In a deregulated mechanism, it will be difficult for the regulator and the government to monitor prices.

Officials said Ogra proposed an increase in petrol margins rather than deregulation and also supported revision in high-speed diesel margins. ECC members sought some time to examine the evaluation report.

In the April 25 meeting, the ECC took up for discussion a summary sent by the Ministry of Petroleum and Natural Resources, which sought to increase margins of OMCs and dealers as well as deregulation of margins for six months on a trial basis.

ECC members backed the increase in margins but fiercely opposed deregulation, which would lead to different prices across the country and provide an opportunity to the oil mafia to pocket billions of rupees from the consumers without any accountability.

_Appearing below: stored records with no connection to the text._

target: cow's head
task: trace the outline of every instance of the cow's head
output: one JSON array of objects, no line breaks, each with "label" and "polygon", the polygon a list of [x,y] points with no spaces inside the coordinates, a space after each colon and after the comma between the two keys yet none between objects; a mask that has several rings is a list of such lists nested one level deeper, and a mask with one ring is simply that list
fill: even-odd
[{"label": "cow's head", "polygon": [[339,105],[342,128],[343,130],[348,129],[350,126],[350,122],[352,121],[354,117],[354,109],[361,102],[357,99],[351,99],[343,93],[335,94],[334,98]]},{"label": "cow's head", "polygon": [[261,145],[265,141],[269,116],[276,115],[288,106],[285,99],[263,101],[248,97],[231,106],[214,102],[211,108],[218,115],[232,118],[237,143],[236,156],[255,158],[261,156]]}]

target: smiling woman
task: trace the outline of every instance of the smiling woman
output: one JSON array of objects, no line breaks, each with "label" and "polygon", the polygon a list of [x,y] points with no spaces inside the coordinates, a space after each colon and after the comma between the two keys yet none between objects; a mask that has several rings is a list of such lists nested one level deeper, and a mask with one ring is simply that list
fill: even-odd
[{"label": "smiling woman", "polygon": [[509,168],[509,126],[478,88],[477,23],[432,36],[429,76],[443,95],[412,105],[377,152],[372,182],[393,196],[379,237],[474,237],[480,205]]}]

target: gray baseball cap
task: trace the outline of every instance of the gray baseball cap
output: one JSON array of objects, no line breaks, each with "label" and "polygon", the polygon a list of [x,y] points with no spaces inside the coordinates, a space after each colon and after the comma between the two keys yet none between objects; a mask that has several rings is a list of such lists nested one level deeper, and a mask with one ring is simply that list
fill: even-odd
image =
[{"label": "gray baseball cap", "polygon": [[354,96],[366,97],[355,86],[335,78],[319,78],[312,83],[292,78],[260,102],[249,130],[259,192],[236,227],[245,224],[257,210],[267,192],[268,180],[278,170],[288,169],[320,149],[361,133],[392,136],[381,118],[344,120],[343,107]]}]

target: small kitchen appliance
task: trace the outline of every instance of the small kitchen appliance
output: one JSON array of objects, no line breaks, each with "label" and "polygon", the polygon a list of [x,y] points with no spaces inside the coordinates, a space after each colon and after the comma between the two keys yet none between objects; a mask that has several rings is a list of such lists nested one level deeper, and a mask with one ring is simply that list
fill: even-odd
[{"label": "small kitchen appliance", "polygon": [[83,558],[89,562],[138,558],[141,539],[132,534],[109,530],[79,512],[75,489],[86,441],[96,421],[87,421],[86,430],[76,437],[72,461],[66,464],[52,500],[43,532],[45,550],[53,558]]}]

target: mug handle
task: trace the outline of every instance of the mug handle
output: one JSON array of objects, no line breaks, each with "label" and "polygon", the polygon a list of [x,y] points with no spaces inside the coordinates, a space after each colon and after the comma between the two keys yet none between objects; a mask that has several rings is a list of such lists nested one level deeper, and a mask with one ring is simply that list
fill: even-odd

They were surprised to know that there was no mechanism to tighten the noose around oil mafia if they manipulated the deregulation of margins. They were also upset that there was no system in place to implement the deregulation plan and check how the oil industry would determine the margins.

Earlier, the petroleum ministry had proposed an increase of Rs0.16 per litre in high-speed diesel margin, but OMCs did not agree. In a fresh summary, a slightly higher increase of Rs0.19 was proposed and for dealers an upward revision of Rs0.40 was recommended.

A study, conducted by the Pakistan Institute of Development Economics, has recommended an annual review of OMC and dealer margins based on markup on assets and the Consumer Price Index (CPI) of the State Bank of Pakistan.

The Ministry of Finance, however, suggested that margins should be left unchanged until prices of petroleum products started falling in a bid to avoid public criticism.

Published in The Express Tribune, May 30th, 2014.